Background: I'm working on a compiler of a complex language (therefore there are many different types of AST nodes). I need a way to traverse an AST, and currently I use virtual functions to create iterators for different AST nodes. For example, operator++ is implemented as:

namespace ast {

class Iterator {
  Iterator operator++() {
    if (++curr_it_)
      return curr_it_;

    auto curr_node_ = /* get the neighbor */;
    if (!curr_node_)
      return nullptr;

    return (curr_it_ = curr_node_->create_iterator());
  }
};

InternalIterator BinaryExpr::create_iterator() { /* ... */ }
InternalIterator ArrayLiteral::create_iterator() { /* ... */ }
InternalIterator FunctionCall::create_iterator() { /* ... */ }

}  // namespace ast

Problem: the profiling result shows that the call to create_iterator causes 50% branch misprediction rate. What can I do to mitigate it?
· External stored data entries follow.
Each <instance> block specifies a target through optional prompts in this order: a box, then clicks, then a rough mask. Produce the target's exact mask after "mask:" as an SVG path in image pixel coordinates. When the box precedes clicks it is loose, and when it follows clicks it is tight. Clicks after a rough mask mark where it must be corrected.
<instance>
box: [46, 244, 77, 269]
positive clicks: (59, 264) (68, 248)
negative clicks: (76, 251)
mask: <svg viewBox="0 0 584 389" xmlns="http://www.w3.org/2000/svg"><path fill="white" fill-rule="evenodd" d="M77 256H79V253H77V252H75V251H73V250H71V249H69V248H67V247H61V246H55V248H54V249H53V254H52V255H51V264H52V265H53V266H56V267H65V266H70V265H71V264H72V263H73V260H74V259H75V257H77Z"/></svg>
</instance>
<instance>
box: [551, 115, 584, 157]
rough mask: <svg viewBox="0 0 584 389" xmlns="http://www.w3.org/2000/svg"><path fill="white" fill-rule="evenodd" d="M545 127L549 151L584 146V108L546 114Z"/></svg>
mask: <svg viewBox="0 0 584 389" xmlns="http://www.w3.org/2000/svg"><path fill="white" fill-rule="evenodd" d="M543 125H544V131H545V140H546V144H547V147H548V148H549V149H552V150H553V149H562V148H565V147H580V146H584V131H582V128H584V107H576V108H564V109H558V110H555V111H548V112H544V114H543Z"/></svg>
P.S. I use valgrind --tool=cachegrind --branch-sim=yes to profile my compiler, and most of the mispredictions come from indirect function call.

Not a lot, probably. Is this causing a real-world performance problem? — Paul Sanders, Jul 27 '23 at 13:29
What is inside create_iterator? In other words are you sure it is the virtual call itself or the content of the create? Maybe you need to find a way to traverse the tree without an iterator? (iterators come with creation overhead, so maybe good old direct tree traversal is needed here) — Pepijn Kramer, Jul 27 '23 at 13:31
Would profile-guided optimization help? https://en.wikipedia.org/wiki/Profile-guided_optimization — Benjamin Bihler, Jul 27 '23 at 13:32
Note that the input data for the profile-guided optimizations are critical. A bad input can slow down performance for usual cases if it is not representative of real-world user inputs. Note you can specify that a branch is likely or unlikely to be taken but developers are notoriously bad at guessing such probabilities in practice (specified in the GCC documentation) except for branches involving error checks. Besides, note you can aggregate AST nodes for common blocks (or use a more compact AST representation) to mitigate this overhead. — Jérôme Richard, Jul 27 '23 at 13:38
Make it non-virtual. This may entail making it ugly and non-maintainable, but then most nice things come with a price tag. — n. m. could be an AI, Jul 27 '23 at 13:44
Are you reading profiling report properly or you just explain it to us in wrong way? Branch prediction means predict try to predict a conditional jump. Calling virtual method is not the conditional jump (it always happens just jumps to different thing). Maybe tool points to preceding `if` and predicting jump from `if` is bad. In such case [adding `[[unlikely]]`](https://en.cppreference.com/w/cpp/language/attributes/likely) can help, but I would fix code by changing it in such way that `curr_node_` is never `nullptr` making this condition obsolete. — Marek R, Jul 27 '23 at 14:21
@MarekR Conditional branch prediction and indirect branch prediction are two different types of branch prediction. While technically separate behaviors, there's more similarities than differences between them and many of the techniques are applicable to both. — Sneftel, Jul 27 '23 at 15:24

score 4 · Answer 1 · answered Jul 27 '23 at 14:32

If you're trying to reduce branch mispredictions, there's only a small number of ways that can be done:

Reduce conditional branches by using conditional instructions like CMOV or use case-specific instruction sequences which don't involve branching. For instance, if your various iterators had the same behavior but with different, like, data striding, then you could remove the virtual call and set the striding through a LUT or something. Probably not possible here.
Rearrange the data to help the branch predictor. Almost certainly not possible here.
Negate the branch condition if a branch is being mispredicted when it isn't in the branch cache. (This is one of the main things PGO would do.) Not applicable if your misprediction rate is 50%, of course.
Rearrange the code so that the branch predictor works better. This is extremely fiddly and processor-specific (e.g. you'd be optimizing for, say, a particular model of AMD processor) and unlikely to yield much benefit with modern branch predictors. The one exception here is that short loops [but not TOO short] are easier to predict than long ones, but in this case you don't have a lot of control over that.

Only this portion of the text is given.